(…) Sophie Beau, traits tirés, valise à la main, “15 000 appels par jour” sur son portable, a une course contre la montre à gagner, une course pour la vie : cette humanitaire marseillaise de 42 ans, mère de quatre enfants, est la vice-présidente de “SOS Méditerranée”, un projet européen et citoyen de sauvetage des migrants, dans les eaux internationales entre la Libye et l’Italie.
Lancée sur Ulule il y a une semaine à peine, sa campagne de financement participatif y a effectué un démarrage “exceptionnel” : plus de 160 000 € déjà récoltés auprès de 2 000 personnes ! Emballée par cet élan citoyen, une banque, BNP Paribas, vient elle aussi d’accorder 50 000€. “Nous comptons obtenir l’engagement de grands partenaires, afin de trouver 1,2 M€”, expose Sophie Beau, qui a commencé à taper aux portes, ici, dans la cité phocéenne. Collectivités, entreprises, habitants : chacun peut contribuer à l’achat du Markab, ce bateau-pilote pour l’heure amarré en Croatie, et sans lequel rien ne sera possible. Long de 56 m et d’une capacité d’accueil de 400 personnes, celui-ci est adapté à la navigation en période hivernale. (…)
“SOS Méditerranée” n’est pas qu’un “nom génial”. C’est une histoire humaine extraordinaire. Une histoire qui raconte une autre Europe : pas celle de l’austérité, pas celle du repli sur soi, mais celle de citoyens qui montent en première ligne, “hors des agendas politiques” et par-delà les frontières.” (…)

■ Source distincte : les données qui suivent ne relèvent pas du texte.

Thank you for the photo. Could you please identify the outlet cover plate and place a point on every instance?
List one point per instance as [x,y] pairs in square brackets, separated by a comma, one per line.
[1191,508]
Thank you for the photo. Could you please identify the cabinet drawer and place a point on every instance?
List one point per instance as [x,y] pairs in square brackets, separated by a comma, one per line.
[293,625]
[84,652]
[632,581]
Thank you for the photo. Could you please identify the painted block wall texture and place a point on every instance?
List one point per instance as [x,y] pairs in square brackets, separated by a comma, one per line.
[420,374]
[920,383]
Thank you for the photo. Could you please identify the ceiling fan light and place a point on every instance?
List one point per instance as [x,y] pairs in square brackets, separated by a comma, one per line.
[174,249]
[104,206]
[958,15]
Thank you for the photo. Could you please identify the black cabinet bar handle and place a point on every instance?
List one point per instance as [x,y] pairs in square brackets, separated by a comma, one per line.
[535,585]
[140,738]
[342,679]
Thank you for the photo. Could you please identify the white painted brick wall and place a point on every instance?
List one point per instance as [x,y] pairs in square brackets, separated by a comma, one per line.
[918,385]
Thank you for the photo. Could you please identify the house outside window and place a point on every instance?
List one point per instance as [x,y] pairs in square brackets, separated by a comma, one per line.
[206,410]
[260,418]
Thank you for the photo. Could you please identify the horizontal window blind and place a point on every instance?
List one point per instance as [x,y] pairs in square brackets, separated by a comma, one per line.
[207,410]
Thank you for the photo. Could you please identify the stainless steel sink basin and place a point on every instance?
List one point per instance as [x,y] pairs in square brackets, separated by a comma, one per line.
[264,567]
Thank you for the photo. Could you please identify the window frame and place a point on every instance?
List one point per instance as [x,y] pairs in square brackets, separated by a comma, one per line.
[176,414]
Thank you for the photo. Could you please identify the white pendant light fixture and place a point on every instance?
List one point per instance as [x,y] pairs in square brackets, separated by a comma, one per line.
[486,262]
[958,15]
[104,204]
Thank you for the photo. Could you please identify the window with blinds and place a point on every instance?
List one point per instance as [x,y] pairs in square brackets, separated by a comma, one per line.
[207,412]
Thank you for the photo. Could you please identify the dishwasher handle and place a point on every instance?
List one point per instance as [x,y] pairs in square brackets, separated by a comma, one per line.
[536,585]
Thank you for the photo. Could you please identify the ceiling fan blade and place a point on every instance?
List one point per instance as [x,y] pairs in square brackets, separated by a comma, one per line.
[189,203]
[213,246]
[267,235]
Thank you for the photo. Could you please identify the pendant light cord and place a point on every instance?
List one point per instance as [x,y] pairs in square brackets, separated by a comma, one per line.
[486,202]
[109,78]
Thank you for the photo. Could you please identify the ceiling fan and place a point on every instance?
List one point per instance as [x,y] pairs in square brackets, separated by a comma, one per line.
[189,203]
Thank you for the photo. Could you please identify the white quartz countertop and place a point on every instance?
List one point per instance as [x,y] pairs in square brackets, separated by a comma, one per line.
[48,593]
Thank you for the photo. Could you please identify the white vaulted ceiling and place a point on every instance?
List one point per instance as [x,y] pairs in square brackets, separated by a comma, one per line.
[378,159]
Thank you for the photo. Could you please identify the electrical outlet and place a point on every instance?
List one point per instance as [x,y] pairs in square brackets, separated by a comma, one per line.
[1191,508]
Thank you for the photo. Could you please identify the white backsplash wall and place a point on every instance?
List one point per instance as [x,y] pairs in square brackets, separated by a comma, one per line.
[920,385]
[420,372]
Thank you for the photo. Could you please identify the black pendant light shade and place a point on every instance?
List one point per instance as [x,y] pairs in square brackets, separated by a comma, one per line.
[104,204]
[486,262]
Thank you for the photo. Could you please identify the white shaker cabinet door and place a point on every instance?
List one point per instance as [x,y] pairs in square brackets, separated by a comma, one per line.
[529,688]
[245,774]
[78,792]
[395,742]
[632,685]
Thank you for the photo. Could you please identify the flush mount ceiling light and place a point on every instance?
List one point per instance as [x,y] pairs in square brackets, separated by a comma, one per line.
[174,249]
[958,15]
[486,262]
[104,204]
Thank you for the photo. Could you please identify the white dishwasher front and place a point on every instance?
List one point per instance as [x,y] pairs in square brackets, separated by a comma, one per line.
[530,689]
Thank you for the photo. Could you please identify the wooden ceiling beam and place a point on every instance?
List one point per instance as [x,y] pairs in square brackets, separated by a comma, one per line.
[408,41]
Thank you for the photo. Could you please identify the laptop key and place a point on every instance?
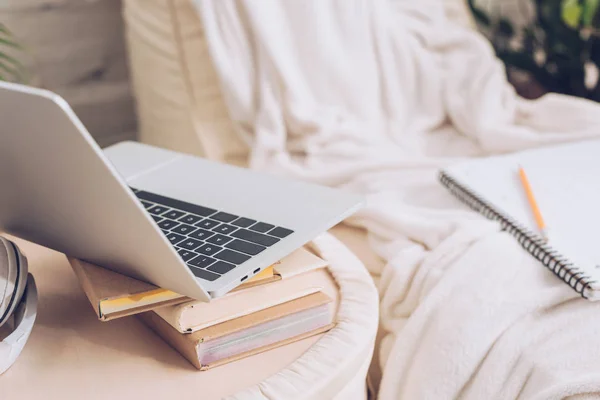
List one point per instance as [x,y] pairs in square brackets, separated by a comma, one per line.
[168,224]
[158,210]
[204,274]
[190,244]
[255,237]
[186,254]
[190,219]
[219,239]
[262,227]
[173,214]
[201,261]
[174,238]
[201,234]
[207,224]
[280,232]
[209,249]
[245,247]
[178,204]
[232,256]
[224,217]
[221,267]
[243,222]
[184,229]
[225,229]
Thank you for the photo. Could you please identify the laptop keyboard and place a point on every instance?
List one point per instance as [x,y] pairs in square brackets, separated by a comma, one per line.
[211,242]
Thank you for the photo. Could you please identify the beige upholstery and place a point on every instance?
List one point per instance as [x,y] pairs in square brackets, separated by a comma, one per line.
[180,104]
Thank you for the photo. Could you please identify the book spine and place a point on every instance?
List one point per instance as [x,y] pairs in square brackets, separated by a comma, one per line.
[530,241]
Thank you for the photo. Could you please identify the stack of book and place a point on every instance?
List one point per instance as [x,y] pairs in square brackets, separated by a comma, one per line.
[291,300]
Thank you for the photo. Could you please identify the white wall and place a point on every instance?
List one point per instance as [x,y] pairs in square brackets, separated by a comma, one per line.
[76,48]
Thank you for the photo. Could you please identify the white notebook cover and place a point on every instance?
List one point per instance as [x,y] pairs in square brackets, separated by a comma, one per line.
[565,180]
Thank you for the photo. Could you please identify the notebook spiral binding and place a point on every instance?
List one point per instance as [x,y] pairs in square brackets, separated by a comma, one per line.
[532,242]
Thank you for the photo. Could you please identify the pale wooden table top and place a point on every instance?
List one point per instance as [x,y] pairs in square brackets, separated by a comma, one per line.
[72,355]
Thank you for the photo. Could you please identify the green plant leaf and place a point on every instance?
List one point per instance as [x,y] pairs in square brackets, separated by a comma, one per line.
[505,28]
[571,13]
[478,14]
[12,72]
[590,8]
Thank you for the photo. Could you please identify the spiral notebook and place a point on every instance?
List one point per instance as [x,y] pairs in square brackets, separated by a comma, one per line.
[566,182]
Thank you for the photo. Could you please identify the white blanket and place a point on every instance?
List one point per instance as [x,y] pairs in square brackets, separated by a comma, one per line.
[375,96]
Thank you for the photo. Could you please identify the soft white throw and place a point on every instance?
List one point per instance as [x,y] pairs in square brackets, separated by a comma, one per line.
[375,96]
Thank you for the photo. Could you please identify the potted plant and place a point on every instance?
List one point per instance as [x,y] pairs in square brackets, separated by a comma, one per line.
[10,68]
[546,45]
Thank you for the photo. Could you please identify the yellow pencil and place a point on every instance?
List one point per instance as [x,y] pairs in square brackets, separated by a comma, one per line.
[539,220]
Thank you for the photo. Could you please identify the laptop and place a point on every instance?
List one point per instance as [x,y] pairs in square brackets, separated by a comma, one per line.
[194,226]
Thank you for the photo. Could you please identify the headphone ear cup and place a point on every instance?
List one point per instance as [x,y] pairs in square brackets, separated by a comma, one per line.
[15,278]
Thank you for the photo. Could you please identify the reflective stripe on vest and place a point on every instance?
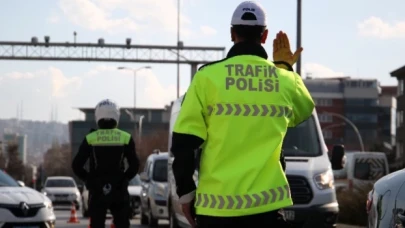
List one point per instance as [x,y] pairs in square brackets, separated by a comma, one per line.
[242,201]
[108,137]
[228,109]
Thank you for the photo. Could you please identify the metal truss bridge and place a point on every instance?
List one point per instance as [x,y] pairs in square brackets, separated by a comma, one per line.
[101,52]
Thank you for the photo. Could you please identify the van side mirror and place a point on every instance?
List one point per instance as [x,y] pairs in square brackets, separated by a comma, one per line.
[144,177]
[80,187]
[338,158]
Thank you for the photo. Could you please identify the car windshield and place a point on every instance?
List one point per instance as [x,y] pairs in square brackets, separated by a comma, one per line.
[7,181]
[60,183]
[160,170]
[136,181]
[303,140]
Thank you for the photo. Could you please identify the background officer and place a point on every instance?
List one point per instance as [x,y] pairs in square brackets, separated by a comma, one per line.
[107,178]
[238,110]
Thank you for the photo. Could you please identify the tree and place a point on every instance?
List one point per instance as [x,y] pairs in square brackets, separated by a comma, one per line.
[15,166]
[3,159]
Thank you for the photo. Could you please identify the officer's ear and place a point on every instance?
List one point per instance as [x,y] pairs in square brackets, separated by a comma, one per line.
[264,36]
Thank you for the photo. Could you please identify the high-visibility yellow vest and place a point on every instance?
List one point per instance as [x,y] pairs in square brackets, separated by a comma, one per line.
[108,137]
[241,107]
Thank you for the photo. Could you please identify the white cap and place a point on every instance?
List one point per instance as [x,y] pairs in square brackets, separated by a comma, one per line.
[249,7]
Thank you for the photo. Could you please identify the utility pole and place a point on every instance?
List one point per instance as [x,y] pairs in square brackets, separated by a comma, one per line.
[299,10]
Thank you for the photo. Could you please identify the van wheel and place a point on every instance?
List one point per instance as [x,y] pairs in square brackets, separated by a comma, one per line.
[144,218]
[172,217]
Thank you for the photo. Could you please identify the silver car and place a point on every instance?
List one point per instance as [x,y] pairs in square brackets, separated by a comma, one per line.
[386,202]
[154,192]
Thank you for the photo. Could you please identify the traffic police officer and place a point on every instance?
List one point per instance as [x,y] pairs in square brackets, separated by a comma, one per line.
[107,179]
[238,110]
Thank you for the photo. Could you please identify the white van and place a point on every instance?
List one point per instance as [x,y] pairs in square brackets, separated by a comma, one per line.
[361,168]
[309,173]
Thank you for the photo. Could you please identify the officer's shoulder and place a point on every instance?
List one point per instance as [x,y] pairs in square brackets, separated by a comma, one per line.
[210,64]
[123,132]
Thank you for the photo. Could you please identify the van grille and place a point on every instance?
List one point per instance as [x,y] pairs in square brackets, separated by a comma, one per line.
[301,191]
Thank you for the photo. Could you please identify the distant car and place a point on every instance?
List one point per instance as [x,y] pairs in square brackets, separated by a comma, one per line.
[85,202]
[154,192]
[134,190]
[23,206]
[386,202]
[63,191]
[361,168]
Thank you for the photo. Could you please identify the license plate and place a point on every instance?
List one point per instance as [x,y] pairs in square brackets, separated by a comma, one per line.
[289,215]
[26,227]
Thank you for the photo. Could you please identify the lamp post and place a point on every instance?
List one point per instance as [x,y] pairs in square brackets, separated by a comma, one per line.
[333,126]
[140,129]
[299,11]
[356,130]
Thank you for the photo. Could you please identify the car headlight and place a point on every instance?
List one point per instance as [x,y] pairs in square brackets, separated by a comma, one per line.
[47,194]
[48,204]
[160,191]
[324,180]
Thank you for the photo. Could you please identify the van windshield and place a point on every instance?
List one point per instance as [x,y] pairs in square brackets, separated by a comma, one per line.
[160,170]
[303,140]
[369,169]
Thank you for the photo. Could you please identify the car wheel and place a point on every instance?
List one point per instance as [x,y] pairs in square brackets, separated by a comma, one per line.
[153,222]
[85,211]
[144,218]
[172,218]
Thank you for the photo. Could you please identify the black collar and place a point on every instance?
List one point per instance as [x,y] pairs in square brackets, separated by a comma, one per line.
[247,48]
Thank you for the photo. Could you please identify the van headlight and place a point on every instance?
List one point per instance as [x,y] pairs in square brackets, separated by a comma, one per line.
[48,204]
[324,180]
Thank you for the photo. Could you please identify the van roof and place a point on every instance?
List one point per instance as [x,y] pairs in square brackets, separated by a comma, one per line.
[60,178]
[160,155]
[367,153]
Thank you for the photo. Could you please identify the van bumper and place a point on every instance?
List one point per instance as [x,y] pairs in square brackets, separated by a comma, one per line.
[325,215]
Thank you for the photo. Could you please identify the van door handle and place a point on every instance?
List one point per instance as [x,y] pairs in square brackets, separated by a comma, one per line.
[401,216]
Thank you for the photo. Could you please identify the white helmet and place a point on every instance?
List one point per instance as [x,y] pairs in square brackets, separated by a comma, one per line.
[107,109]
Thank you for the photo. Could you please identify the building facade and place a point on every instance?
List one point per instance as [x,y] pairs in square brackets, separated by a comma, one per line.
[147,121]
[400,127]
[20,140]
[341,99]
[387,114]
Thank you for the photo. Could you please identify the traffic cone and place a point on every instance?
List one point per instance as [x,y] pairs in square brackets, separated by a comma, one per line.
[73,215]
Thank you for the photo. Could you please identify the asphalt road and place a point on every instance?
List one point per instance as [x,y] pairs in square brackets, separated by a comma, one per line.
[63,215]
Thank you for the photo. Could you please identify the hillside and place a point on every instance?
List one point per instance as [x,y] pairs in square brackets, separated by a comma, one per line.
[40,134]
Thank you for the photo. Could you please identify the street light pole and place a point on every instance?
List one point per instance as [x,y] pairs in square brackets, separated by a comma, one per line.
[140,128]
[333,126]
[178,49]
[356,130]
[299,11]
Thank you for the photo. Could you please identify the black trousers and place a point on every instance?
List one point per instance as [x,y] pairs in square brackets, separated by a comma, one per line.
[119,207]
[272,219]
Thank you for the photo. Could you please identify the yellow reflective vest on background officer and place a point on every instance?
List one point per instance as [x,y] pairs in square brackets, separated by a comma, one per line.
[241,108]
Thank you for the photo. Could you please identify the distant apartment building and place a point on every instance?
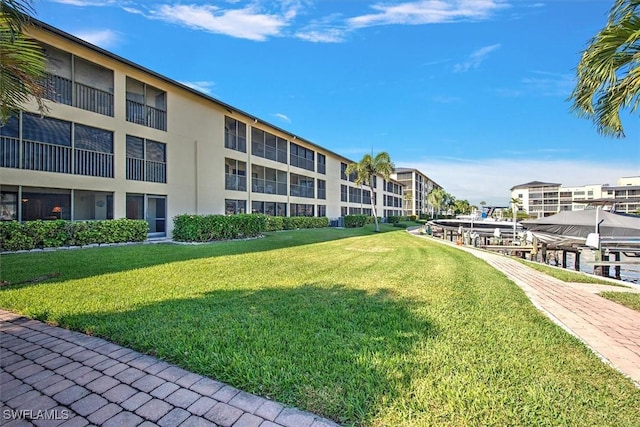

Le plan de “SOS Méditerranée” est de collaborer avec les autorités italiennes, l’efficace Maritime Rescue Coordination Centre, “sur le principe du 15, comme une ambulance. Les Italiens réceptionneront les appels de détresse des migrants et nous dérouteront vers eux. Puis nous les débarquerons dans le port italien qui nous sera indiqué.” Il faudra beaucoup d’argent pour cela, “300 000€ par mois” après l’achat du navire. “Mais à l’échelle de l’Europe, tout est relatif”, balaie Sophie. “Peut-on accepter que des gens se noient ? Empêcher cela, c’est compliqué mais aussi très simple : c’est d’abord une question de moyens, donc de volonté.” (…)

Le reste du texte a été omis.